If you already have generated SMILES strings, you can benchmark them directly. Just ensure you have at least the number of samples specified in num_samples_to_generate.

from molecule_benchmarks import Benchmarker, SmilesDataset

# Load a dataset
dataset = SmilesDataset.load_qm9_dataset(subset_size=10000)

# Initialize benchmarker
benchmarker = Benchmarker(
    dataset=dataset,
    num_samples_to_generate=10000,# You need to generate at least this many samples
    device="cpu"  # or "cuda" for GPU
)

# Your generated SMILES (replace with your actual generated molecules)
generated_smiles = [
    "CCO",           # Ethanol
    "CC(=O)O",       # Acetic acid
    "c1ccccc1",      # Benzene
    "CC(C)O",        # Isopropanol
    "CCN",           # Ethylamine
    None,            # Invalid molecule (use None for failures)
    # ... more molecules up to num_samples_to_generate
]

# Run benchmarks directly on the SMILES list
results = benchmarker.benchmark(generated_smiles)
print(results)

Option 2: Model-Based Evaluation

To use the benchmark suite with a generative model, implement the MoleculeGenerationModel protocol. This will generate the required number of samples and run the benchmarks.

from molecule_benchmarks.model import MoleculeGenerationModel

class MyGenerativeModel(MoleculeGenerationModel):
    def __init__(self, model_path):
        # Initialize your model here
        self.model = load_model(model_path)
    
    def generate_molecule_batch(self) -> list[str | None]:
        """Generate a batch of molecules as SMILES strings.
        
        Returns:
            List of SMILES strings. Return None for invalid molecules.
        """
        # Your generation logic here
        batch = self.model.generate(batch_size=100)
        return [self.convert_to_smiles(mol) for mol in batch]

# Initialize your model
model = MyGenerativeModel("path/to/model")

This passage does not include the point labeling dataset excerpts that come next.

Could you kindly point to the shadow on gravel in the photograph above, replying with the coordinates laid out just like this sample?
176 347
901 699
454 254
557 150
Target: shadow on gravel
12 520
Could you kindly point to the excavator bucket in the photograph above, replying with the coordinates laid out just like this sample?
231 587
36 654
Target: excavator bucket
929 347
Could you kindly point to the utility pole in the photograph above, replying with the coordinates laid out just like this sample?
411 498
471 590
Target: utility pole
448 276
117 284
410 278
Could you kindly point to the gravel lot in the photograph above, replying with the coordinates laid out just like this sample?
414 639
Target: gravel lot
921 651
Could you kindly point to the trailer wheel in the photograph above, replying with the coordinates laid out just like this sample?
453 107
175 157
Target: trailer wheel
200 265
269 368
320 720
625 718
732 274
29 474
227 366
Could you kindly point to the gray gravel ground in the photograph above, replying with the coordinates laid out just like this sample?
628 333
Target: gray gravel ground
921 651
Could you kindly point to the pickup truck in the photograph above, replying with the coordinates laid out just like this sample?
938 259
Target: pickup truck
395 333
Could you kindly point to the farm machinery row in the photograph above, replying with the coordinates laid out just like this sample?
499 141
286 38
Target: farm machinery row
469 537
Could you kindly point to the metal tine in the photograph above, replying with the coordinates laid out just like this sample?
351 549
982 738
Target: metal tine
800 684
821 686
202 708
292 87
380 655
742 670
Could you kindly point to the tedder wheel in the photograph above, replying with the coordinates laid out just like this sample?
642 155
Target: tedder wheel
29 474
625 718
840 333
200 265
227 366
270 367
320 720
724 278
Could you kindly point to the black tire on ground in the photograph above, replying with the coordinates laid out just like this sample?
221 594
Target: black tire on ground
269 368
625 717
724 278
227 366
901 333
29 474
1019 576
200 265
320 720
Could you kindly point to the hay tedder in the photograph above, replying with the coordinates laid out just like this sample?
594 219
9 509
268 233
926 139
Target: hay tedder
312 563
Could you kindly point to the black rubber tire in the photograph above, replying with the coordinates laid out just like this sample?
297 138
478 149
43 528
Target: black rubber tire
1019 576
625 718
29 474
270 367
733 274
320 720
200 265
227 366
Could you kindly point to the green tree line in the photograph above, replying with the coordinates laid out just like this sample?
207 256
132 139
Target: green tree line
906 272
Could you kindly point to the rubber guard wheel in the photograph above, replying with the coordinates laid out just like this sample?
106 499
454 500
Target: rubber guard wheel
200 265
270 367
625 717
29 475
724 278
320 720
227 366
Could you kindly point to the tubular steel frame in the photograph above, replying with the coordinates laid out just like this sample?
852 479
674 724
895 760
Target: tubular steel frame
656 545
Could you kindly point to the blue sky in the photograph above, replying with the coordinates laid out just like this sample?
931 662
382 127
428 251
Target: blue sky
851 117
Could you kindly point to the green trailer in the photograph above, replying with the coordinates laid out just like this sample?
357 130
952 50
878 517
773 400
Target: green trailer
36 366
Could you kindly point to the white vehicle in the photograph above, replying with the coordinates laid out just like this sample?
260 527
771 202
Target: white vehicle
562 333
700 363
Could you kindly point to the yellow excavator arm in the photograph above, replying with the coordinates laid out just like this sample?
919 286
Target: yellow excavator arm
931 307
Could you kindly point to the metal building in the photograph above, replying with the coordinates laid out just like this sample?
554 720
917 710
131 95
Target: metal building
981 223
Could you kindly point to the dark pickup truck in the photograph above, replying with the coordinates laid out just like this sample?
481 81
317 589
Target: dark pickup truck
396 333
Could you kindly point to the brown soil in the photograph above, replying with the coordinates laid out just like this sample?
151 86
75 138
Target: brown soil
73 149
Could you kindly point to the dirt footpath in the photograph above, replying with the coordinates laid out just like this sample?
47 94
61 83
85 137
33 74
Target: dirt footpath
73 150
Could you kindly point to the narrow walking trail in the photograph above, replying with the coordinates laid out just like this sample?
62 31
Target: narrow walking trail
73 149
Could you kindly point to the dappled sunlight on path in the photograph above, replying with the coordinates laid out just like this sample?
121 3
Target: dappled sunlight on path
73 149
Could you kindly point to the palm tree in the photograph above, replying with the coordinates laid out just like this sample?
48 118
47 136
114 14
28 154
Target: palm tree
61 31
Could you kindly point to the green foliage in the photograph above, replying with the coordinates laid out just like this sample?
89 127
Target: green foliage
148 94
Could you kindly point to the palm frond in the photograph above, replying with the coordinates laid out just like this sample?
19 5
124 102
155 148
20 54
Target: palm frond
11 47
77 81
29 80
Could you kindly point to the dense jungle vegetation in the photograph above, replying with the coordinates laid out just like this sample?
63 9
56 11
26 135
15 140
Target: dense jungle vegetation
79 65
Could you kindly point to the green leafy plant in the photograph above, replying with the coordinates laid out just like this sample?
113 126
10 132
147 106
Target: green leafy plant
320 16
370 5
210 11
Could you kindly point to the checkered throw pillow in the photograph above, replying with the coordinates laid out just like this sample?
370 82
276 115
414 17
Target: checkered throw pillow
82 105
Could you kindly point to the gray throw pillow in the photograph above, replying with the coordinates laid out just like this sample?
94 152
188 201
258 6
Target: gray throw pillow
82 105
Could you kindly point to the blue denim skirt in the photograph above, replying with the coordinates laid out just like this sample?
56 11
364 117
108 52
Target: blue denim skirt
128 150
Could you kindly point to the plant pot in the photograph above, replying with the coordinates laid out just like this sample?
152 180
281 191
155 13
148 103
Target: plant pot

# Run benchmarks using the model
results = benchmarker.benchmark_model(model)
print(results)

3. Analyze Results

The benchmark returns comprehensive metrics:

# Validity metrics
print(f"Valid molecules: {results['validity']['valid_fraction']:.3f}")
print(f"Valid & unique: {results['validity']['valid_and_unique_fraction']:.3f}")
print(f"Valid & unique & novel: {results['validity']['valid_and_unique_and_novel_fraction']:.3f}")

# Diversity and similarity metrics
print(f"Internal diversity: {results['moses']['IntDiv']:.3f}")
print(f"SNN score: {results['moses']['snn_score']:.3f}")

# Chemical property distribution similarity
print(f"KL divergence score: {results['kl_score']:.3f}")

# Fréchet ChemNet Distance
print(f"FCD score: {results['fcd']['fcd']:.3f}")

Complete Examples

Example 1: Direct SMILES Benchmarking (Recommended for Simplicity)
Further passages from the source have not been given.